The need and wants of the final consumer, in which the retail industry has to fulfil in order to satisfy the demand and generate profits, cause trends in demand and supply. This was the system of ‘push and Pull’, where products were made in advance due to expectation of demand and followed consumer demand.

Recent changes have taken place, which has permitted undertakings to act more efficiently in response to the demand. The adoption of the ‘Just-In Time principle is based on the fact that no products are made, components ordered until there is a down-stream demand for the product. The new system is more efficient and is less costly due to lower levels of wastage. It also forces undertakings to address any inefficiency in order to keep up with the pace of the market.

Advancement of Information Technology has enhanced efficiency with the use of electronic data interchange, bar coding, etc. This has also made it easier for undertakings to take on functions by others at a different level within the distribution process. These advances have enhanced the relationships between undertakings at various levels of the distribution process, as co-operation is required to establish, maintain and develop an efficient working relationship to be provide a satisfactory process which is satisfactory in complying with the objectives of competition policy, in particular the formation of a single market.
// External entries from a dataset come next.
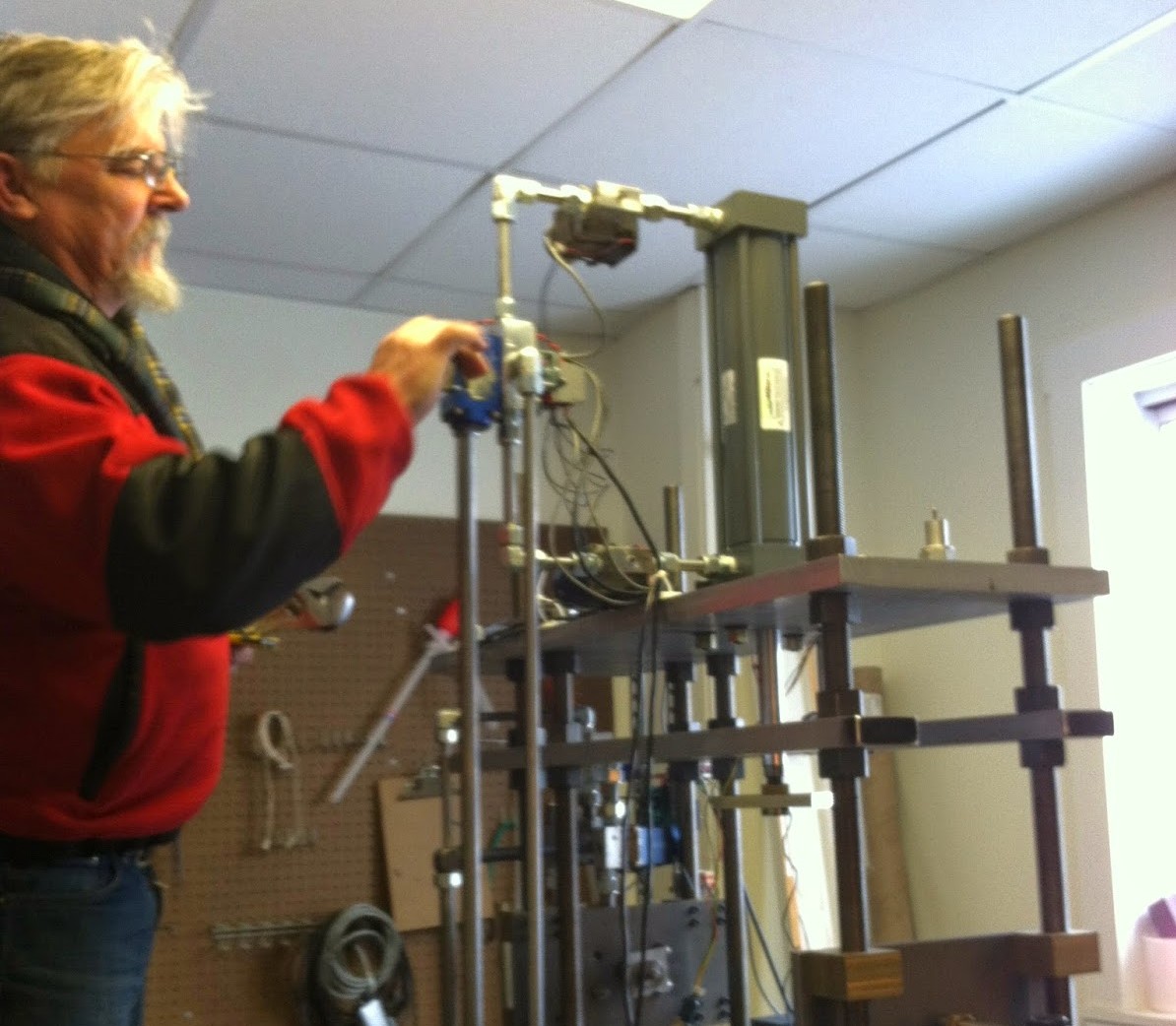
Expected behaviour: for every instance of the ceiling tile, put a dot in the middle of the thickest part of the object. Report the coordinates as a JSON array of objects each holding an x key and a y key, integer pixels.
[
  {"x": 414, "y": 297},
  {"x": 155, "y": 22},
  {"x": 262, "y": 279},
  {"x": 461, "y": 253},
  {"x": 1008, "y": 43},
  {"x": 713, "y": 109},
  {"x": 1138, "y": 84},
  {"x": 267, "y": 196},
  {"x": 1002, "y": 177},
  {"x": 464, "y": 83}
]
An example of this is the partnership of Proctor & Gamble and Wal-Mart whereby the data system in Wal-Mart sends information to Proctor & Gamble and they send out a sufficient supply to meet the demands of the products.

1.7 Harmful Effects of Vertical Agreements

Obstacles occur when there is an anti-competitive effect due to the agreement between undertakings whether directly or indirectly effect the parties to the agreement or a third party. Thus making the agreements vertical restraints. In which EC competition law applies plays a role in preventing the anti-competitive agreements.

Vertical agreements can have anti-competitive effects on the market. This can occur in four ways. It can have the effect of foreclosing the market and raise the rivals cost, dampen competition, facilitate collusion and partition the market.

The commission guidelines identify four types of vertical restraints, Single Branding group, Limited Distribution group, Resale Price Maintenance group and Market partitioning group. These agreements limit buyers to where, how much to purchase products and which, where and how much to sell the product.

Article 81 of the EEC Treaty applies directly to agreements and concerted practices that have an anti-competitive effect. Article 81 prohibits “all agreements between undertakings, decisions by associations of undertakings and concerted practices which may affect trade between Member States and which have as their object or effect the prevention, restriction or distortion of competition within the common market”. Vertical restraints fall within the contemplation of this Article in which it aims to prevent the agreements to continue having an anti-competitive effect on competition within the market.

1.8 Conclusion

Although some vertical restraints maybe permitted where there can be a beneficial effect, e.g. to be able to enter a new market. When used correctly vertical agreements can fulfil the policy objectives of creating and maintaining an internal market, and consumer welfare protection.